Who should be rudely barging in on a white veil occasion.
I don't splinter into things. I respect space. I do what i have to. I think about my actions--the opposite of you. I'm a "goody-two-shoes" as you once called me.
My footsteps echoed down a hall deep in the recesses of the church. The walls and cold and damp, perfect for keeping my heart steady and my temperature down.
I look down at my dress; it was in the middle of the summer, so it was a light fabric, but it was still fancy. Still fancy enough for a wedding.
But you are not the kind of boy,
I remember the day i met you; it was very warm, sorta like today. I was 5, you were almost 6. It was our first day of kindergarten. My hair had been pinned up into 2 little pigtails by my mother. A 3rd grader had come up to me at recess, said my pigtails were ugly, then stomped on my PB & J. The sandwich made a deflated sort of sound, its edible guts cascading from the sides. I jumped to my feet, wanting to do something--anything-- to him, but looking at his giant form overshadowing mine, my anger changed into fear, and i deflated, rebellion gone.
His cronies sniggered, and i felt tears stinging my eyes.
The kids stole my lunch, and i sat back down on the grass. Desperately, i began pulling the rubber bands out of my hair.
That's when you sat next to me. You took the rubber band from my hand and redid--albeit messily--my pigtail. Then you gave me half your sandwich and started to eat.
"I like your hair." He grinned at me and i slowly smiled back. I knew i had found a friend.
Who should be marrying the wrong girl.
I had idolized you; thought you could do no wrong. You were my best friend; how could i not? You were like the sun to me; you warmed me, sustained me. I couldn't be alive without you. But the thing about the sun is that if you stare at it too long, you go blind. Only when you distance yourself can you see the whiplashes and the sunspots.
And it was partially true; you were the school's golden boy. The superman among us lowly humans.

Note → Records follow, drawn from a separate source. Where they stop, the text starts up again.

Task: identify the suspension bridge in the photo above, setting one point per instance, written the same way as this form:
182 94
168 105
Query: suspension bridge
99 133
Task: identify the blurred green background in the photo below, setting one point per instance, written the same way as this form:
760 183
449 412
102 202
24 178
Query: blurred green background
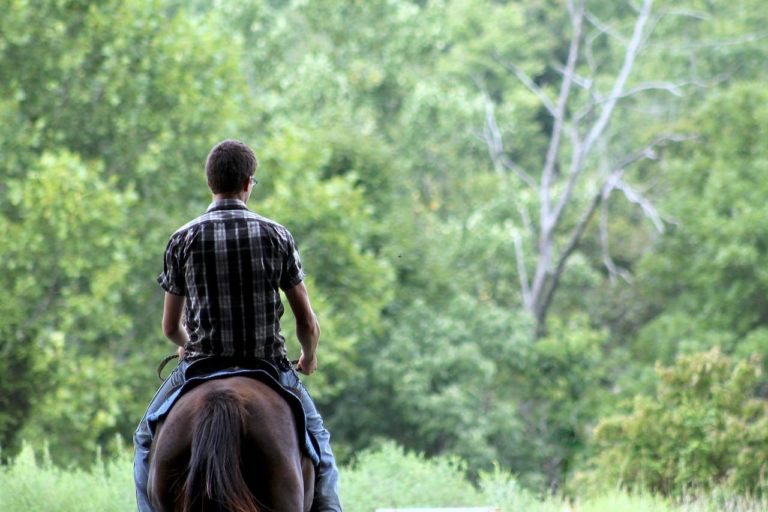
535 231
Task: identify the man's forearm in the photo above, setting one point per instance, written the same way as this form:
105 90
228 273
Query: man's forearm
309 336
178 337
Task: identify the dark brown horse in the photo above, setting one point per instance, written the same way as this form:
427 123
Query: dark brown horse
230 445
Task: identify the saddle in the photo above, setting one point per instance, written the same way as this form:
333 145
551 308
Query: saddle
267 372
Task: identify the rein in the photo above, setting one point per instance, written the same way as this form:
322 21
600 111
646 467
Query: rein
162 364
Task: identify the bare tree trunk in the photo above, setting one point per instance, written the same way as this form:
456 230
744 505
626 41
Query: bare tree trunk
575 132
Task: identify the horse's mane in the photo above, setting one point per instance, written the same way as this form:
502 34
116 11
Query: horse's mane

But every superman has a kryptonite. Yours happened to be girls—as in the wrong ones. I had dealt with the steady stream of Barbies and dolls, using you for your looks, thinking you would grow mature, learn to weed out the bad ones.
But I was wrong. Every time, you would fall, and fall hard, for any pretty face.
I sneak in and see your friends,
I had used an old tunnel that started in the building and led out to a thicket of trees where I had parked my car. The church was an older one, one that your parents had gotten married in. The tunnel was for emergencies. And for me, this was one.
My footsteps echoed less and less as I neared the actual church. I had worn pumps, but it got to hot and too painful. I had chucked them into my car before wandering down here.
My toenails were red, to match my dress, and it was a nice contrast to the dreary tunnel. I was holding a small flashlight to light my way in the dark.
When I make it, I slip the small, but blessed, beacon that led me here, into my red clutch. Then I push against the wall, smiling slightly as it creaked open. No one notices the wall swinging open, and if they did, they didn’t mention it.
And her snotty little family all dressed in pastels.
Oh. You had never told me the name of your bride, or that you were getting married. I only heard as an askance from old friends at a party. I couldn’t believe that you wouldn’t have told me, your best friend.
And she is yelling at a bridesmaid,
Nice to see that your type hasn’t changed. Still going after the worst person you can find. I had told you once, in high school, in a fit of rage when you had brought your latest succubus (I could never really think of them as girlfriends, not really) to our movie night.